ABSTRACT

This working note analyzes the social and ideological salience of lithographic book design in the context of quasi-colonial Indian ‘princely’ or ‘native’ states in the late nineteenth century. Focusing on two Muslim-ruled princely states, it argues that local publishers and patrons used lithographic aesthetics to communicate both engagement with the ideal of colonial modernity and Indo-Islamic prestige to book consumers. The working note provides a preliminary analysis of the degree to which lithographic design can be used to trace localized hybridities in colonial and quasi-colonial India.
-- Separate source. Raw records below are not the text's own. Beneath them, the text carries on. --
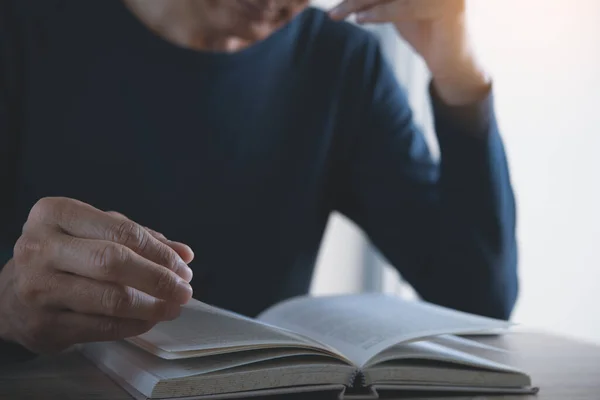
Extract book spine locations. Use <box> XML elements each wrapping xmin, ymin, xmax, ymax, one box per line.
<box><xmin>348</xmin><ymin>368</ymin><xmax>367</xmax><ymax>388</ymax></box>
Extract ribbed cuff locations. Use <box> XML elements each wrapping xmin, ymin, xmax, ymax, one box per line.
<box><xmin>429</xmin><ymin>81</ymin><xmax>496</xmax><ymax>139</ymax></box>
<box><xmin>0</xmin><ymin>340</ymin><xmax>38</xmax><ymax>366</ymax></box>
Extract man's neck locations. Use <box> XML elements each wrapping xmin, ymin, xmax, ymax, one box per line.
<box><xmin>123</xmin><ymin>0</ymin><xmax>252</xmax><ymax>52</ymax></box>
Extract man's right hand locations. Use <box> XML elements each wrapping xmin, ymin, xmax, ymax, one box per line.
<box><xmin>0</xmin><ymin>198</ymin><xmax>193</xmax><ymax>353</ymax></box>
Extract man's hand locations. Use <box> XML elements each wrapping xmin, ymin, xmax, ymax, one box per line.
<box><xmin>330</xmin><ymin>0</ymin><xmax>490</xmax><ymax>105</ymax></box>
<box><xmin>0</xmin><ymin>198</ymin><xmax>193</xmax><ymax>353</ymax></box>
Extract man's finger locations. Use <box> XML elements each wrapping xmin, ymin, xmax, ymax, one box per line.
<box><xmin>31</xmin><ymin>198</ymin><xmax>193</xmax><ymax>282</ymax></box>
<box><xmin>329</xmin><ymin>0</ymin><xmax>390</xmax><ymax>20</ymax></box>
<box><xmin>42</xmin><ymin>274</ymin><xmax>181</xmax><ymax>322</ymax></box>
<box><xmin>146</xmin><ymin>227</ymin><xmax>194</xmax><ymax>264</ymax></box>
<box><xmin>49</xmin><ymin>234</ymin><xmax>192</xmax><ymax>304</ymax></box>
<box><xmin>107</xmin><ymin>211</ymin><xmax>194</xmax><ymax>274</ymax></box>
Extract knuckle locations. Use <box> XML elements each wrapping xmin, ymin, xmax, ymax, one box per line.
<box><xmin>98</xmin><ymin>318</ymin><xmax>123</xmax><ymax>338</ymax></box>
<box><xmin>26</xmin><ymin>316</ymin><xmax>51</xmax><ymax>348</ymax></box>
<box><xmin>156</xmin><ymin>269</ymin><xmax>177</xmax><ymax>294</ymax></box>
<box><xmin>15</xmin><ymin>274</ymin><xmax>44</xmax><ymax>306</ymax></box>
<box><xmin>13</xmin><ymin>233</ymin><xmax>43</xmax><ymax>263</ymax></box>
<box><xmin>92</xmin><ymin>243</ymin><xmax>129</xmax><ymax>280</ymax></box>
<box><xmin>100</xmin><ymin>288</ymin><xmax>131</xmax><ymax>316</ymax></box>
<box><xmin>29</xmin><ymin>197</ymin><xmax>60</xmax><ymax>221</ymax></box>
<box><xmin>109</xmin><ymin>220</ymin><xmax>144</xmax><ymax>248</ymax></box>
<box><xmin>158</xmin><ymin>243</ymin><xmax>180</xmax><ymax>271</ymax></box>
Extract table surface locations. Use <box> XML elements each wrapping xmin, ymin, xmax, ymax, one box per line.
<box><xmin>0</xmin><ymin>332</ymin><xmax>600</xmax><ymax>400</ymax></box>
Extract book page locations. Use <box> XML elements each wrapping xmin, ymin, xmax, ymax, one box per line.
<box><xmin>129</xmin><ymin>301</ymin><xmax>328</xmax><ymax>358</ymax></box>
<box><xmin>258</xmin><ymin>294</ymin><xmax>510</xmax><ymax>366</ymax></box>
<box><xmin>366</xmin><ymin>340</ymin><xmax>520</xmax><ymax>372</ymax></box>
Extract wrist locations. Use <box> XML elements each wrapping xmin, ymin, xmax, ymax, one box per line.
<box><xmin>432</xmin><ymin>61</ymin><xmax>491</xmax><ymax>106</ymax></box>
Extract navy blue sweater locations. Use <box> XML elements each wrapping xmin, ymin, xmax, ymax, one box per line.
<box><xmin>0</xmin><ymin>0</ymin><xmax>517</xmax><ymax>356</ymax></box>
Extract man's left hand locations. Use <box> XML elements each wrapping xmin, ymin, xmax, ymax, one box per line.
<box><xmin>330</xmin><ymin>0</ymin><xmax>490</xmax><ymax>105</ymax></box>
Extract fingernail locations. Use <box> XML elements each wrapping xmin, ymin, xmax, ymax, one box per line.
<box><xmin>177</xmin><ymin>280</ymin><xmax>194</xmax><ymax>304</ymax></box>
<box><xmin>166</xmin><ymin>304</ymin><xmax>181</xmax><ymax>321</ymax></box>
<box><xmin>329</xmin><ymin>6</ymin><xmax>344</xmax><ymax>18</ymax></box>
<box><xmin>177</xmin><ymin>260</ymin><xmax>194</xmax><ymax>282</ymax></box>
<box><xmin>356</xmin><ymin>11</ymin><xmax>369</xmax><ymax>23</ymax></box>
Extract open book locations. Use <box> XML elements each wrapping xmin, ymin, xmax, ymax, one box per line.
<box><xmin>81</xmin><ymin>294</ymin><xmax>536</xmax><ymax>399</ymax></box>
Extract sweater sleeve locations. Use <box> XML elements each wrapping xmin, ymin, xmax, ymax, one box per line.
<box><xmin>335</xmin><ymin>37</ymin><xmax>518</xmax><ymax>319</ymax></box>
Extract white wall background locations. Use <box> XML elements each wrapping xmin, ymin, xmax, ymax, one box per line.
<box><xmin>313</xmin><ymin>0</ymin><xmax>600</xmax><ymax>343</ymax></box>
<box><xmin>470</xmin><ymin>0</ymin><xmax>600</xmax><ymax>343</ymax></box>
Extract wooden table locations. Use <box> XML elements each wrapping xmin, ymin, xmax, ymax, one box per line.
<box><xmin>0</xmin><ymin>332</ymin><xmax>600</xmax><ymax>400</ymax></box>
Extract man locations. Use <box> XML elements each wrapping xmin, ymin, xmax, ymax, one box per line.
<box><xmin>0</xmin><ymin>0</ymin><xmax>517</xmax><ymax>359</ymax></box>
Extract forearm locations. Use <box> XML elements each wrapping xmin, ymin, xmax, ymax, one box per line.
<box><xmin>420</xmin><ymin>83</ymin><xmax>518</xmax><ymax>319</ymax></box>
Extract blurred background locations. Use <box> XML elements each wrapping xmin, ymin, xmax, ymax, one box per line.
<box><xmin>312</xmin><ymin>0</ymin><xmax>600</xmax><ymax>343</ymax></box>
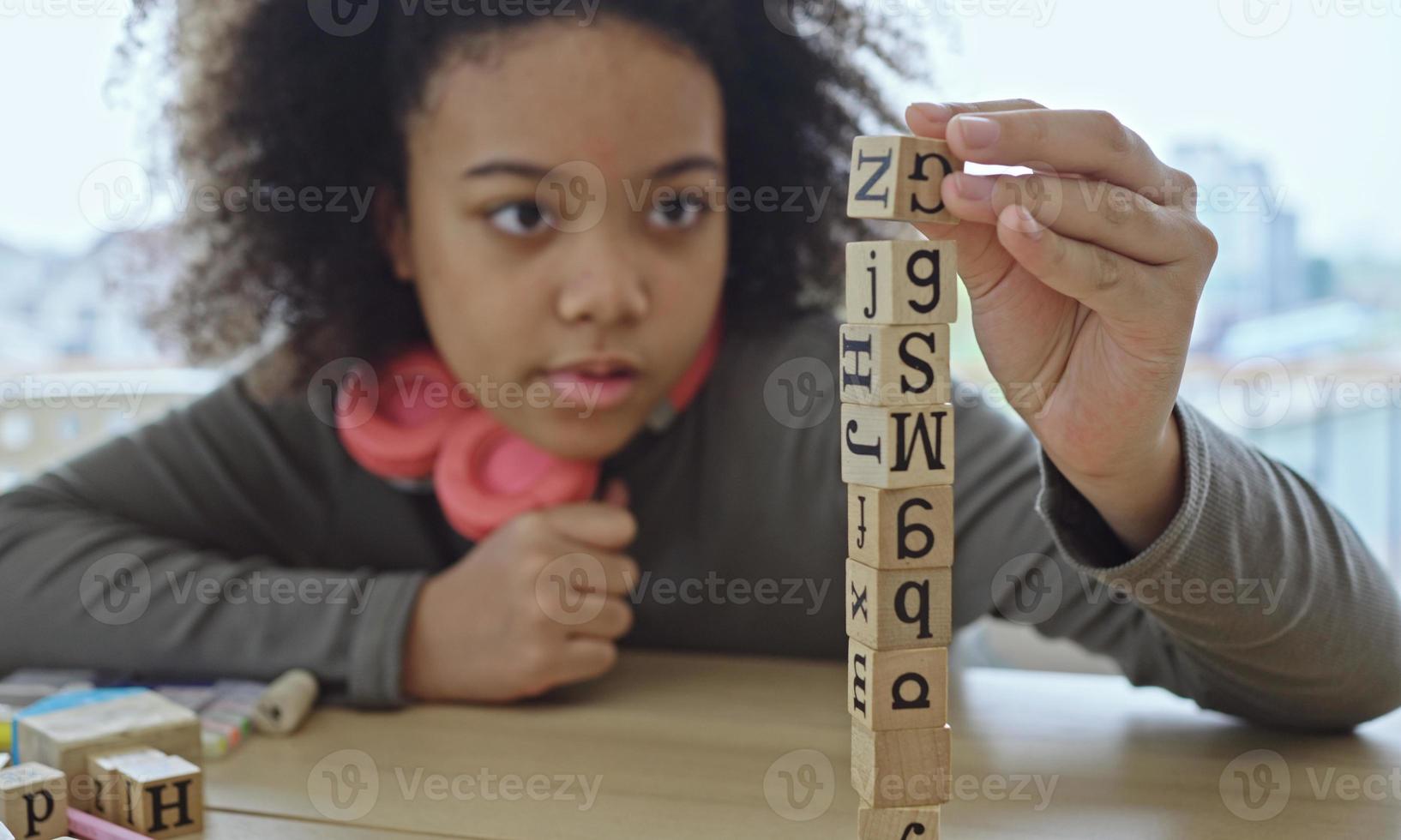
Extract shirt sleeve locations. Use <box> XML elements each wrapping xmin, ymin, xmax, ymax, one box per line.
<box><xmin>1037</xmin><ymin>403</ymin><xmax>1401</xmax><ymax>729</ymax></box>
<box><xmin>0</xmin><ymin>380</ymin><xmax>437</xmax><ymax>705</ymax></box>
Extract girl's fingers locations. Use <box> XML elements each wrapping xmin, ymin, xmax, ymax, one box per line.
<box><xmin>997</xmin><ymin>204</ymin><xmax>1163</xmax><ymax>322</ymax></box>
<box><xmin>943</xmin><ymin>172</ymin><xmax>1194</xmax><ymax>265</ymax></box>
<box><xmin>905</xmin><ymin>99</ymin><xmax>1045</xmax><ymax>140</ymax></box>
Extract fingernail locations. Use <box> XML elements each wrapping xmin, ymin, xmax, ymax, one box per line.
<box><xmin>950</xmin><ymin>172</ymin><xmax>992</xmax><ymax>201</ymax></box>
<box><xmin>948</xmin><ymin>115</ymin><xmax>1001</xmax><ymax>148</ymax></box>
<box><xmin>911</xmin><ymin>102</ymin><xmax>954</xmax><ymax>122</ymax></box>
<box><xmin>1001</xmin><ymin>204</ymin><xmax>1045</xmax><ymax>239</ymax></box>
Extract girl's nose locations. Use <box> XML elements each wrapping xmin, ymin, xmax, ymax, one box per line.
<box><xmin>557</xmin><ymin>240</ymin><xmax>647</xmax><ymax>327</ymax></box>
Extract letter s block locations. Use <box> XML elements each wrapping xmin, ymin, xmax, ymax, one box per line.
<box><xmin>839</xmin><ymin>323</ymin><xmax>953</xmax><ymax>406</ymax></box>
<box><xmin>842</xmin><ymin>403</ymin><xmax>954</xmax><ymax>490</ymax></box>
<box><xmin>846</xmin><ymin>135</ymin><xmax>963</xmax><ymax>224</ymax></box>
<box><xmin>846</xmin><ymin>239</ymin><xmax>959</xmax><ymax>323</ymax></box>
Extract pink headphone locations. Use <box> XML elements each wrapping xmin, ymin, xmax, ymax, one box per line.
<box><xmin>336</xmin><ymin>316</ymin><xmax>723</xmax><ymax>540</ymax></box>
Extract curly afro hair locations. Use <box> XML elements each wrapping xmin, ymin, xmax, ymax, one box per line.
<box><xmin>123</xmin><ymin>0</ymin><xmax>923</xmax><ymax>393</ymax></box>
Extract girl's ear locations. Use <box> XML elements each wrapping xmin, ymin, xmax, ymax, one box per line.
<box><xmin>371</xmin><ymin>186</ymin><xmax>416</xmax><ymax>283</ymax></box>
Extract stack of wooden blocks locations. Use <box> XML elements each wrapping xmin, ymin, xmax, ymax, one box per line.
<box><xmin>840</xmin><ymin>137</ymin><xmax>963</xmax><ymax>840</ymax></box>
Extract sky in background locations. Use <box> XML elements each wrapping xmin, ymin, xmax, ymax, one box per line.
<box><xmin>0</xmin><ymin>0</ymin><xmax>1401</xmax><ymax>259</ymax></box>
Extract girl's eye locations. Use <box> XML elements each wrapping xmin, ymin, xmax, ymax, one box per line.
<box><xmin>488</xmin><ymin>201</ymin><xmax>546</xmax><ymax>237</ymax></box>
<box><xmin>647</xmin><ymin>192</ymin><xmax>707</xmax><ymax>230</ymax></box>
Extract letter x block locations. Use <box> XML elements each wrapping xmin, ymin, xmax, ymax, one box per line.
<box><xmin>846</xmin><ymin>239</ymin><xmax>959</xmax><ymax>323</ymax></box>
<box><xmin>842</xmin><ymin>403</ymin><xmax>954</xmax><ymax>490</ymax></box>
<box><xmin>846</xmin><ymin>560</ymin><xmax>953</xmax><ymax>651</ymax></box>
<box><xmin>840</xmin><ymin>323</ymin><xmax>953</xmax><ymax>406</ymax></box>
<box><xmin>846</xmin><ymin>135</ymin><xmax>963</xmax><ymax>224</ymax></box>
State-sponsored presses in princely states like Rampur and Bhopal exchanged lithographic designs with the prominent presses in directly-administered colonial cities and worked to attract lithographic talent trained in those centers. At the same time, princely state presses sometimes hewed closely to Indo-Islamic manuscript traditions to communicate local prestige. Lithographic book design communicated the political and social claims of princely state patrons to book consumers, including both claims to the embrace of colonial modernity and claims to princely state difference. Through a close analysis of several lithographs produced at the state-sponsored presses of Rampur and Bhopal, the working note proposes methods and models to analyze the intersections of the aesthetic decisions and socio-political claims of lithographic publishers and patrons.